Man kann es wirklich nicht übersehen, sobald wir uns dann Eppan nähern: Hier gibt Wein den Ton an. Dieses Gebiet ist der Mittelpunkt des größten Weinbaugebietes in Südtirol, ein Abschnitt der Weinstraße führt durch die Gemeinde. Aber auch Obst wächst hier, dank des günstigen und milden Klimas, besonders gut.
Ein Natur- und Seenparadies: Die MONTIGGLER SEEN
Die Hitze, die sich Ende Juni dann doch breit macht, sogar am Ritten, treibt uns in südwestliche Richtung: an die Montiggler Seen.
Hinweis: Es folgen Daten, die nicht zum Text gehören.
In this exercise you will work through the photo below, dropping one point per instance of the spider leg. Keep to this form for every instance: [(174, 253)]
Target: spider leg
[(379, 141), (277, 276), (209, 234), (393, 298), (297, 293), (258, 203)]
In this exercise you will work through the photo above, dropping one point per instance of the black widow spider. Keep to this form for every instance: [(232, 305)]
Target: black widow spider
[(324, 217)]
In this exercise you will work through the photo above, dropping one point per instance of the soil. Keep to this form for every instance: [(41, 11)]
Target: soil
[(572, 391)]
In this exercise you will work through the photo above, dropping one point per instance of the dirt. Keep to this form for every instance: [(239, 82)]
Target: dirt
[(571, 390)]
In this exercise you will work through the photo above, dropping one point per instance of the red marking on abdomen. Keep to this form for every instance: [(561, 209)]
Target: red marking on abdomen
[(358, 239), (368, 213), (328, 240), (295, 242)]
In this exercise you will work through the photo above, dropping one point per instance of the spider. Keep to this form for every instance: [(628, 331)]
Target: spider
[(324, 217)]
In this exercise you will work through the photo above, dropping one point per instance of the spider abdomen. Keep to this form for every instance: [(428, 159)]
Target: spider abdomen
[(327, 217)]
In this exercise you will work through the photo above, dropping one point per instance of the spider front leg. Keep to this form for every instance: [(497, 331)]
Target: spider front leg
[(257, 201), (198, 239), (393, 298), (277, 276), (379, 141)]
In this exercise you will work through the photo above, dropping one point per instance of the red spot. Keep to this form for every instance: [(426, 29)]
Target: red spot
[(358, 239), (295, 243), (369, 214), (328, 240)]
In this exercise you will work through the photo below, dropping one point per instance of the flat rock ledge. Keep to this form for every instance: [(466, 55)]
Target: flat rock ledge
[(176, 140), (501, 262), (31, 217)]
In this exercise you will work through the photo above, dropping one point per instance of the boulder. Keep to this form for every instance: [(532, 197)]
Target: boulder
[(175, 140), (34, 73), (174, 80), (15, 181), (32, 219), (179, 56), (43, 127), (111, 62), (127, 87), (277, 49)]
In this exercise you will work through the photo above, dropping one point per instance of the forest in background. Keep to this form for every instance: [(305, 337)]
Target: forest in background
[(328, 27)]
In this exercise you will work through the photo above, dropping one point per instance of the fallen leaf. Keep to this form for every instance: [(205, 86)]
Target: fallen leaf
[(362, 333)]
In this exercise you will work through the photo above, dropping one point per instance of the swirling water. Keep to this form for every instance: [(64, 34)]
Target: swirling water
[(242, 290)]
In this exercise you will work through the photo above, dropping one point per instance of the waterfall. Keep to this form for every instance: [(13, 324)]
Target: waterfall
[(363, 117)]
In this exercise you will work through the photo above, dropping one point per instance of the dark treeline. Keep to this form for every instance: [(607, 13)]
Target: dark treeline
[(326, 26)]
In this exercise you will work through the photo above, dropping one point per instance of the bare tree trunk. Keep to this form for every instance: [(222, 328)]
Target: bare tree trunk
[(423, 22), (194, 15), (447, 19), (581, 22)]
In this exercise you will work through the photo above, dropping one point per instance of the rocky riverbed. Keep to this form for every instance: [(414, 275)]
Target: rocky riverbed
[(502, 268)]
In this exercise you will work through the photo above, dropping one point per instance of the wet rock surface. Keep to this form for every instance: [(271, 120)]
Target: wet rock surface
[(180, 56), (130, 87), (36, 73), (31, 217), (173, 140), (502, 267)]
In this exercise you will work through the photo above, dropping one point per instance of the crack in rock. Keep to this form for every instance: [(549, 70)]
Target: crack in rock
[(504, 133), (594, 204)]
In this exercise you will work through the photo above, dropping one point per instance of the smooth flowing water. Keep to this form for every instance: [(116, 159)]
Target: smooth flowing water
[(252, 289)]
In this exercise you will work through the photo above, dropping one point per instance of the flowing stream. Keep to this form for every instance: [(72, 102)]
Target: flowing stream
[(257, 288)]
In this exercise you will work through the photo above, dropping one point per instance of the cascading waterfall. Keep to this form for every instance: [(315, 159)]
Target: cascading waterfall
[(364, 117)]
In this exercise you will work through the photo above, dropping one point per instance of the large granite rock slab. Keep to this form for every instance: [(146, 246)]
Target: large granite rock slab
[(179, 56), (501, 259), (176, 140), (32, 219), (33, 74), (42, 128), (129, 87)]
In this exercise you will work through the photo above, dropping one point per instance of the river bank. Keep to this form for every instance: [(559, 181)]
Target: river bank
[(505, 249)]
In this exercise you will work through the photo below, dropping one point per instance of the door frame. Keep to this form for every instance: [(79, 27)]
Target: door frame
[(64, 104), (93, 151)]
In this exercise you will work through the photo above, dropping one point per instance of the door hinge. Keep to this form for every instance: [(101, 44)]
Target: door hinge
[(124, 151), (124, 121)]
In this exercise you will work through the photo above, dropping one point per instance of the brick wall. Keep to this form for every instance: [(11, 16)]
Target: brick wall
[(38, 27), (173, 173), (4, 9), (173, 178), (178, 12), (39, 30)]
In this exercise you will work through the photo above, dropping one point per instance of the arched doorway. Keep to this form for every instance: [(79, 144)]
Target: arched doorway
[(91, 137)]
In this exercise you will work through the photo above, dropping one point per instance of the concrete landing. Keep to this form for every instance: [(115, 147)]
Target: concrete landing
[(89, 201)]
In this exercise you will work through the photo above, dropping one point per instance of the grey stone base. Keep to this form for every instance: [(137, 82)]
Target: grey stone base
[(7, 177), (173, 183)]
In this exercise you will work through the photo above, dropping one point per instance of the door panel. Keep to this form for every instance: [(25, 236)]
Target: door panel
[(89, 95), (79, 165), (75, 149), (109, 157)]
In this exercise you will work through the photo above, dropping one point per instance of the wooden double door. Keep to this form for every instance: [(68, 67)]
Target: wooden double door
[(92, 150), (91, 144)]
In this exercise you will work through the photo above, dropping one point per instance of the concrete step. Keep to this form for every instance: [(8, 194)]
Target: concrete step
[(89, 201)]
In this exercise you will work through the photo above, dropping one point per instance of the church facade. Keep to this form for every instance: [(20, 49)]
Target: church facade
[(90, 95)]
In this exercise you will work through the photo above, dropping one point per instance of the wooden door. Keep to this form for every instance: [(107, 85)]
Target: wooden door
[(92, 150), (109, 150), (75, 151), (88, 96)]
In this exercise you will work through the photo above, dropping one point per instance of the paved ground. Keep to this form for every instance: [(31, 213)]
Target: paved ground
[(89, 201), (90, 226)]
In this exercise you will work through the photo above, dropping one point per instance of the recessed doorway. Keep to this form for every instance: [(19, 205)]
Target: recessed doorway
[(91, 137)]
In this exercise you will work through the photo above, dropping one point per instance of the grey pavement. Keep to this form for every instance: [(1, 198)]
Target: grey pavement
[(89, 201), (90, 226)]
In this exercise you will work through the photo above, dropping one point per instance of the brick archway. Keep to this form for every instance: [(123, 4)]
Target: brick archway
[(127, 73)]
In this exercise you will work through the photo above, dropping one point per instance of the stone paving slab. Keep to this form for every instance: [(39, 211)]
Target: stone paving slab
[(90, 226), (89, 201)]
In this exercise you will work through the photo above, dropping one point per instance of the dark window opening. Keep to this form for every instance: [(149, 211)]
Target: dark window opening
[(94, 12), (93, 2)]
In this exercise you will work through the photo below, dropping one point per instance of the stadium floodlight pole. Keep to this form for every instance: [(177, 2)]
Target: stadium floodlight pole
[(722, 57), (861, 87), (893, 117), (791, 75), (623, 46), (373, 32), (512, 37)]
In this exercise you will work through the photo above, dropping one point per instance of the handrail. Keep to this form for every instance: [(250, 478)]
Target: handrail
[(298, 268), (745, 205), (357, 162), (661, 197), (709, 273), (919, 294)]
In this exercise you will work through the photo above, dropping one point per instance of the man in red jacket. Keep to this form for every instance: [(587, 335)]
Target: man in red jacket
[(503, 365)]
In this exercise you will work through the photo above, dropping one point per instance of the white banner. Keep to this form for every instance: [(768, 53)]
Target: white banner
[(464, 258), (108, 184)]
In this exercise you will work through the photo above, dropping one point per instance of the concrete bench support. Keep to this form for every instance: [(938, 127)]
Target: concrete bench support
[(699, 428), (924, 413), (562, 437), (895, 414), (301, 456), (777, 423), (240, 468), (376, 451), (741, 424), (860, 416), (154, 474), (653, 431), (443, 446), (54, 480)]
Hier erhoffen wir Abkühlung und einen entspannten Tag an einem der beiden Seen, denn es gibt gleich zwei von ihnen, den Kleinen Montiggler und den Großen Montiggler See. Während mein Mann der Hitze auf dem Rad trotzt und die bewaldete Umgebung der Seen erkundet, finde ich die ersehnte Abkühlung im Lido am Großen Montiggler See, das mitten im Naturschutzgebiet Montiggler Wald – Mitterberg liegt. Hier gibt es sogar (beheizte) Schwimmbecken, ein großes für die Großen sowie ein Kinder- und ein Babybecken für die Kleinen. Ich brauche kein Schwimmbad, wenn es einen Natursee gibt, und bin völlig zufrieden mit meinem Plätzchen auf der Wiese direkt am Seeufer, von wo es nur ein paar Meter in den mit 24 Grad mehr als angenehmen See sind. Untertauchen, rausschwimmen, sich treiben lassen im glasklaren Seewasser. Herrlich.
Genauso hatte ich mir das vorgestellt – und auch mein Mann, der mit einigen Kilometern in den Radlerwaden schließlich auch hier landet. Im Gegensatz zu mir hat er den Kleinen Montiggler See dabei kennengelernt und beide Seen auch von oben betrachtet: Ziemlich malerisch liegen der Große und der Kleine da nebeneinander, sagt er.
Das Lido am Großen Montiggler See bietet übrigens alles, was man sich von einem solchen erwartet: SUP- und Tretbootverleih sowie ein Lido-Restaurant und Poolbar, und on top die (angeblich) längste Wasserrutsche Südtirols.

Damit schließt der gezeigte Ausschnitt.